The Sociogenetic, Ontogenetic and Microgenetic Context of PIE

Finally, examining how PIE is situated with respect to the possible socio- and ontogenetic trajectories reveals both some of the strengths and weakness of our design. At the sociogenetic level, we find that PIE takes a somewhat restricted view of the context of probability in relation to the larger domain of practice. In all of the PIE activities, the context for probabilistic reasoning was analyzing games of chance. This corresponds well to the historical roots of classical probability in which probabilistic situations, usually games, are analyzed in terms the number of favorable and non-favorable equiprobable outcomes. It does not, however, address the many real world and far less structured contexts where students might profit by leveraging probability, such as the assessment of risk, or understanding the reliability of a medical test. Our restriction of the activities to game playing is likely directly tied to the students’ limited success at probabilistic reasoning in contexts outside of gaming (see Vahey et al, under review). At the ontogenetic level, however, we believe our choice of games was justified. Games and fairness are authentic interests of students of this age. The gaming context leveraged this interest and helped motivate the students throughout the activities. Finally, we found that students’ microgenetic trajectories through PIE were fundamentally conversations anchored by the available material resources. In some cases, the inscriptions of PIE anchored these conversations in ways that helped them realize the relevance of the normative resources of probability which they previously ignored (e.g. the sample space). In other cases, the inscriptions conflicted with the students’ intuitive practices and led them to totally reorganize they way conceptualized the domain (Enyedy, in process).

Conclusion

There is still an enormous amount of research needed to develop our understanding of how the material, social and mental worlds interpenetrate in mediated activity. Activity Theory begins to lay out some of the dimensions of this task, but it is not yet clear how to apply the insights of Activity Theory to the design (rather than merely critique) of Computer Supported Collaborative Learning Environments.
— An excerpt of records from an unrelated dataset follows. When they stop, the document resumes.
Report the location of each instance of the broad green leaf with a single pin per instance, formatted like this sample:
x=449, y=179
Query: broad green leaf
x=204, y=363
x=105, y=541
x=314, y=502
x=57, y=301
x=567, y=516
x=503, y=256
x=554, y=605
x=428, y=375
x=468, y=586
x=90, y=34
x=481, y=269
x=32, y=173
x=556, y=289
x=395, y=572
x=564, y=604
Activity Centered Design is an attempt to move us toward a more appropriate theoretical framework for CSCL environments that will lead to a number of concrete design principles, but this promise is as of yet largely unrealized. What ACD has accomplished to date is to identify and provide a unifying theoretical perspective on some of the major areas where design principles for CSCL are needed. The areas addressed in this article included: how cultural tools mediate cognition, how activity systems (and thus cognition) are mediated by social interactions and different participation structures, and how activity systems are situated in larger communities and their practices.